Рассказывая, Цицерон смотрел куда-то вдаль. Цецилия глядела на него из-под веера сузившимися и напряженными глазами.

— Готовят мешок — достаточно большой, чтобы в нем поместился человек, сшитый из шкур столь крепко, чтобы не пропускать воду и воздух. Когда бичеватели закончат свою работу — когда все тело отцеубийцы будет залито кровью, так что нельзя будет отличить кровь от кровоточащего мяса, — приговоренного заставляют вползти в мешок. Мешок кладут в некотором удалении от подставок, чтобы собравшиеся следили за его продвижением, швыряли в него навозом и отбросами и публично его проклинали.

Когда он доберется до мешка, его принуждают вползти внутрь. Если он сопротивляется, его оттаскивают назад, к тумбам, и порка начинается сначала.

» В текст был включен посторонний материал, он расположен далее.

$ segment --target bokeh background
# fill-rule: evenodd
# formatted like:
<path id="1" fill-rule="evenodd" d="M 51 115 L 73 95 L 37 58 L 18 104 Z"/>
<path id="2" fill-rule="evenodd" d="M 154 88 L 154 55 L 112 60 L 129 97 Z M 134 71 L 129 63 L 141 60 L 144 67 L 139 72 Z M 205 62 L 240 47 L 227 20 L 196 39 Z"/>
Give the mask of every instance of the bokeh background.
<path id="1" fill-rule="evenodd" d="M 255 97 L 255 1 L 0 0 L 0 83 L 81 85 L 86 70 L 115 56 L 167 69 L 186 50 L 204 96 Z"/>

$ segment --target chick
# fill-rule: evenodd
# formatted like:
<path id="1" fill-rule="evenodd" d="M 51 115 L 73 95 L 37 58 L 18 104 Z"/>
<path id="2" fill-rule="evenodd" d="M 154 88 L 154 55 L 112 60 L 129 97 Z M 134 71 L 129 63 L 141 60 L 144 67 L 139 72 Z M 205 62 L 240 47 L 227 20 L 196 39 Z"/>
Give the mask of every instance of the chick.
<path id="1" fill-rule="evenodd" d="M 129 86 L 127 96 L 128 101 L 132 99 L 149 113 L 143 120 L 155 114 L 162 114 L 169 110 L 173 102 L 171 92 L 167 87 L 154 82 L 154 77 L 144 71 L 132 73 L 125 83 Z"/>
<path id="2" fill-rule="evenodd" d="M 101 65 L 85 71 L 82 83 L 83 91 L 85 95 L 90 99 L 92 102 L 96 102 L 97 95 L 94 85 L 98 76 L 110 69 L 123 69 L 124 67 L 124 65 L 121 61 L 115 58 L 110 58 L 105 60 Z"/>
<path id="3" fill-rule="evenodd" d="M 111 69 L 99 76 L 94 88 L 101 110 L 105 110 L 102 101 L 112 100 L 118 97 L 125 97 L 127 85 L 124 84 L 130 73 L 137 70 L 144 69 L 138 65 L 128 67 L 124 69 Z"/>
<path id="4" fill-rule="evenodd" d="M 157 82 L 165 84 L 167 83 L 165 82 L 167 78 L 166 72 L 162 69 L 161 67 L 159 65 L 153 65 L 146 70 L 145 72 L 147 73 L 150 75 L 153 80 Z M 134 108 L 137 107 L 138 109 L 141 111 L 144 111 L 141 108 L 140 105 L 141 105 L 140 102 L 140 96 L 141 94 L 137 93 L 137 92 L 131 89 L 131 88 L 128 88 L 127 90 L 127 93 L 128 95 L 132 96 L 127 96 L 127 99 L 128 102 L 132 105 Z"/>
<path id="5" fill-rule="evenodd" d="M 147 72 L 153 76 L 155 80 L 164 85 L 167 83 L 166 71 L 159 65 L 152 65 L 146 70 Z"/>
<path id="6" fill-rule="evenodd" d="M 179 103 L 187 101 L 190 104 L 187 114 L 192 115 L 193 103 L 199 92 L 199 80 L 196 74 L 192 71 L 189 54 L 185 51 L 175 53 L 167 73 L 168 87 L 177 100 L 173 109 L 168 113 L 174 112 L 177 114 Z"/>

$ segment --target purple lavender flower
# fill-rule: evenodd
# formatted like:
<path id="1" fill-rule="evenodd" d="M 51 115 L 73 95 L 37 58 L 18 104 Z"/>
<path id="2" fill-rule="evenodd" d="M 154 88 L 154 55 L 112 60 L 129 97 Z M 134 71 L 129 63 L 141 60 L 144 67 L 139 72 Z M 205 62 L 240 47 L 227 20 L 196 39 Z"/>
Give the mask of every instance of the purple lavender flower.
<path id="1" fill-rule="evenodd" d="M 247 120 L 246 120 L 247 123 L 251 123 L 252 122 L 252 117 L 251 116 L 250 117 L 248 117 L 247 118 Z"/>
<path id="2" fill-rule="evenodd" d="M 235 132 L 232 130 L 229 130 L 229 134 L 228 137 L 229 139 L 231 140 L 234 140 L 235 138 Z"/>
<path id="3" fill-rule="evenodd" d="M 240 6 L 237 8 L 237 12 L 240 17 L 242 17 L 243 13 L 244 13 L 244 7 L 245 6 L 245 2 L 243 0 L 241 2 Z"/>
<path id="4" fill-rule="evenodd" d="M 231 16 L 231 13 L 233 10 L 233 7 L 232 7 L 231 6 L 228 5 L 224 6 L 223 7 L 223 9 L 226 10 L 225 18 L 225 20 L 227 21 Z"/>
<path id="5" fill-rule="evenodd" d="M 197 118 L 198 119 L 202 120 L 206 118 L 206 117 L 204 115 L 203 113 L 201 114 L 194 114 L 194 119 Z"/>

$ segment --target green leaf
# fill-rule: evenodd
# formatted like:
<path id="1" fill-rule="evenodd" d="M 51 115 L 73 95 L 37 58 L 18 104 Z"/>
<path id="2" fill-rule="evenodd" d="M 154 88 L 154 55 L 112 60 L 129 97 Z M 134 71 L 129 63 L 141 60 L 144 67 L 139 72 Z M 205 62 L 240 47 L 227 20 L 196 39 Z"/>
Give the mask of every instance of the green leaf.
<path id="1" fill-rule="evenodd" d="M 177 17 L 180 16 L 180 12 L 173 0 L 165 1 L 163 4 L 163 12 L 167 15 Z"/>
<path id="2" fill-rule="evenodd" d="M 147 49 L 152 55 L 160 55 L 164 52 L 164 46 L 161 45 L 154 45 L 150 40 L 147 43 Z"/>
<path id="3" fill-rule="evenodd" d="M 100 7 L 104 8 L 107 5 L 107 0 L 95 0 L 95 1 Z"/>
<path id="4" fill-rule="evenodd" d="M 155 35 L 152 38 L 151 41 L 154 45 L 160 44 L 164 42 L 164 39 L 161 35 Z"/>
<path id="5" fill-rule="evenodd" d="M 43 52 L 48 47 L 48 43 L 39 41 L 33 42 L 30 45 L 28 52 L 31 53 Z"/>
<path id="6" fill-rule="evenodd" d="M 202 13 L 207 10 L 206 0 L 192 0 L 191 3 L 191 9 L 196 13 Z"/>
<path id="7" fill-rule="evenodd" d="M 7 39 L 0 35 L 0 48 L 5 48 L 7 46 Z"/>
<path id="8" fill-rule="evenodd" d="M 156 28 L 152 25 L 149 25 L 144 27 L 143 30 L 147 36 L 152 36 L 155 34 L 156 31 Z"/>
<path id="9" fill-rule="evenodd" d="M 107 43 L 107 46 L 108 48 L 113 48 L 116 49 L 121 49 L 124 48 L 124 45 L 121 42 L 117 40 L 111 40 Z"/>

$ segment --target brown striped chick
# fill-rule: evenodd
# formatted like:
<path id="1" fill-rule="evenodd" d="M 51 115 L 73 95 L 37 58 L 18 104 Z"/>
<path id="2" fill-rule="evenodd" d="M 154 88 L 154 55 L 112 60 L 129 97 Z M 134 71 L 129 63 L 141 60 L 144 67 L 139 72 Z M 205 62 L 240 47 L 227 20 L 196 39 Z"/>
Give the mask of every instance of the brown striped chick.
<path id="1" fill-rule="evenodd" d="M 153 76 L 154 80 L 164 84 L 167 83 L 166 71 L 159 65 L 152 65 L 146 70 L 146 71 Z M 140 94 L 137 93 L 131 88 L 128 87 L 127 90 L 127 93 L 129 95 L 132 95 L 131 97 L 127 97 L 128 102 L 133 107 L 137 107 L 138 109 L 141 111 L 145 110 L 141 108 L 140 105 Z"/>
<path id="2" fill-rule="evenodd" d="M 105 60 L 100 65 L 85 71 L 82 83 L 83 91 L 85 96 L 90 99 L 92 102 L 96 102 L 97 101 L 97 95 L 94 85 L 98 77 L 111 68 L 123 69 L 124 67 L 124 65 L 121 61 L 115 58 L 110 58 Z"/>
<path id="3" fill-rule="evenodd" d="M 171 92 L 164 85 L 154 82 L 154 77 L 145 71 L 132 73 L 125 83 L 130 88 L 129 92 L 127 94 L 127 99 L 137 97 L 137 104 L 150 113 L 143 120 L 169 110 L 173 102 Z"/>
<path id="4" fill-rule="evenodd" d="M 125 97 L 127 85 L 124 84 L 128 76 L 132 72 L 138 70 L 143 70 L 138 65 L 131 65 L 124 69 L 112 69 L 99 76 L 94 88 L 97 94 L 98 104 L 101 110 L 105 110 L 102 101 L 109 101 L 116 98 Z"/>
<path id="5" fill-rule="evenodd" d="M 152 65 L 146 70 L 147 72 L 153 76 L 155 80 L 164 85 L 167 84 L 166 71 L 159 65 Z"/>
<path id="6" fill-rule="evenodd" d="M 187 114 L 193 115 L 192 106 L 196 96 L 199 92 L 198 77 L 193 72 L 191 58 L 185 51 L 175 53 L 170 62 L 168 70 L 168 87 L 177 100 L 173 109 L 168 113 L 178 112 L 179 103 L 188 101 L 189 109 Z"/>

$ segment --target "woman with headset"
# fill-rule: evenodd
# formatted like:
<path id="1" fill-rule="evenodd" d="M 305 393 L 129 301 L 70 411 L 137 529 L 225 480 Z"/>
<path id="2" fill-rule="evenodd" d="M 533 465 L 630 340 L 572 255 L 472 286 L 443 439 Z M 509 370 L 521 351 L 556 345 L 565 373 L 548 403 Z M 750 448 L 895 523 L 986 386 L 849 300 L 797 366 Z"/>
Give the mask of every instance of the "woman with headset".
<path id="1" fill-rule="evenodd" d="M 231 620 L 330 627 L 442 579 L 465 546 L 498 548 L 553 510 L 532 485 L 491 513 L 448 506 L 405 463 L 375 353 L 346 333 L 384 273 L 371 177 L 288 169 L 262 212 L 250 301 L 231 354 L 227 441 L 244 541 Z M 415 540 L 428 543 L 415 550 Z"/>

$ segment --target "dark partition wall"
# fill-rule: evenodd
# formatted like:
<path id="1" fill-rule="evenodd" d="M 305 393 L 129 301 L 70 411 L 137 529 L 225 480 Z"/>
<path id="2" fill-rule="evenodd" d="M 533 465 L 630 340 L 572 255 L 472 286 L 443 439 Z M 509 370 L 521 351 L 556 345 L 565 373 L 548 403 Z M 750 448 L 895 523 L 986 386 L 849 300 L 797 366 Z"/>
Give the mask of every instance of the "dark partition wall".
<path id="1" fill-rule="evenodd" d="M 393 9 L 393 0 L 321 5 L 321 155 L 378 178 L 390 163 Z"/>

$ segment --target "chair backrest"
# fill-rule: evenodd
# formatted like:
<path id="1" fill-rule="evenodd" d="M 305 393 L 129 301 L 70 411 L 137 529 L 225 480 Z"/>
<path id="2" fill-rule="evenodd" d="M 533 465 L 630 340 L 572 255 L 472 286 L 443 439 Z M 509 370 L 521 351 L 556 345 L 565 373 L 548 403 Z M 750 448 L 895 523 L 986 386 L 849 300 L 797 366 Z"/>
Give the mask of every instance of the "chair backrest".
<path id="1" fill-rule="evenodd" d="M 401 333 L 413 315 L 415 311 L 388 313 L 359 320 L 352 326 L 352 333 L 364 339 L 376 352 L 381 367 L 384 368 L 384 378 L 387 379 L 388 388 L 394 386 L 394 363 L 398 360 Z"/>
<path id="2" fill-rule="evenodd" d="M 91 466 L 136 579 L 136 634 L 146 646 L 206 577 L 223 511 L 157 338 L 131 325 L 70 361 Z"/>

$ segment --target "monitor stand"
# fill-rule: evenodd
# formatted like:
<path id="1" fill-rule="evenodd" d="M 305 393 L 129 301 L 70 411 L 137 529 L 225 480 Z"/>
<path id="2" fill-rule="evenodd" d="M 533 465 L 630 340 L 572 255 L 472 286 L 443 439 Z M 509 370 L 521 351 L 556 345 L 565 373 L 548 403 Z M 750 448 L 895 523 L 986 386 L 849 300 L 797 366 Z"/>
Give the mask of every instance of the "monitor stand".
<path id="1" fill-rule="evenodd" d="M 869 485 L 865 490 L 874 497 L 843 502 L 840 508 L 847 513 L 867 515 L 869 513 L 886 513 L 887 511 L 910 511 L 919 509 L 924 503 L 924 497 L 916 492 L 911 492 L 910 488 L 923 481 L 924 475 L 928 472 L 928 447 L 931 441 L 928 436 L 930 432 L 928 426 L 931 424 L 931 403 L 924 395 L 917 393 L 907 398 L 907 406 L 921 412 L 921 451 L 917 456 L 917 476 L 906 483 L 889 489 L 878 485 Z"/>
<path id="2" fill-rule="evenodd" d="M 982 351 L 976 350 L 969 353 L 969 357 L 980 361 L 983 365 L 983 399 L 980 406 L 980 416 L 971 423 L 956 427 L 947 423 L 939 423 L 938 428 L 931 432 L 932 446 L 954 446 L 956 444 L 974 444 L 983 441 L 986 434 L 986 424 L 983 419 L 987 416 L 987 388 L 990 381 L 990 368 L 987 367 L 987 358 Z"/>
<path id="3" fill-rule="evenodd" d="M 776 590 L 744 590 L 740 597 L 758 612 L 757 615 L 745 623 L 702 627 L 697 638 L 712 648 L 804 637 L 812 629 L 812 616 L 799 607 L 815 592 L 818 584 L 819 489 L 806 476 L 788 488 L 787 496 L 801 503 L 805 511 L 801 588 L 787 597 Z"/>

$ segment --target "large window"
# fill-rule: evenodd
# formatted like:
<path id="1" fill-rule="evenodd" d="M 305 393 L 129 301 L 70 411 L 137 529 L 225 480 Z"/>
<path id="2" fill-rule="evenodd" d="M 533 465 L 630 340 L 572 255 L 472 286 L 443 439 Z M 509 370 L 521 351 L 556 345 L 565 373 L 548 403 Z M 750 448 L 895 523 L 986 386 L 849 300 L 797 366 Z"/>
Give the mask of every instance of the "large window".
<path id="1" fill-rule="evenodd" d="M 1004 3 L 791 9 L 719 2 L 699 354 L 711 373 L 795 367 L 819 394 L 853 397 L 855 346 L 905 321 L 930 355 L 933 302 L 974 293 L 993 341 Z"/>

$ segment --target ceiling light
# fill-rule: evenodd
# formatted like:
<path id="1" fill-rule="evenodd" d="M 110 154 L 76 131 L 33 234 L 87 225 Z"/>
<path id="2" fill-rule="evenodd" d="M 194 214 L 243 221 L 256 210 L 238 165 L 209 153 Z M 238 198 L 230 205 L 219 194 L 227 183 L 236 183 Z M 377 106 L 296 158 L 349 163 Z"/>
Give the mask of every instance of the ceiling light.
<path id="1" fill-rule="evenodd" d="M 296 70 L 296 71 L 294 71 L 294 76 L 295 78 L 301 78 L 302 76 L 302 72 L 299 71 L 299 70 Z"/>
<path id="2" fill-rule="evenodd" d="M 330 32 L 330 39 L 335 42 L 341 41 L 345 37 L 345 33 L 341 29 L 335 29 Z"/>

Оказавшись внутри мешка, отцеубийца возвратился в материнское лоно: он еще не рожден, еще не появился на свет. Философы говорят, что рождение — мука. Оставаться нерожденным — мука куда горшая. В мешок, терзающий изодранную, кровоточащую плоть отцеубийцы, палачи поместят четырех животных. Сначала — собаку, самое раболепное и презренное из животных, и петуха, с особенно острым клювом и когтями. Это — очень древние символы: собака и петух — страж и побудчик, хранители очага; не защитив отца от сына, они занимают свое место рядом с убийцей. После них в мешок кладут змея — олицетворение мужского начала, которое не только дарит жизнь, но и убивает; наконец, кладут обезьяну — самое жалкое подобие человека, какое только создали боги.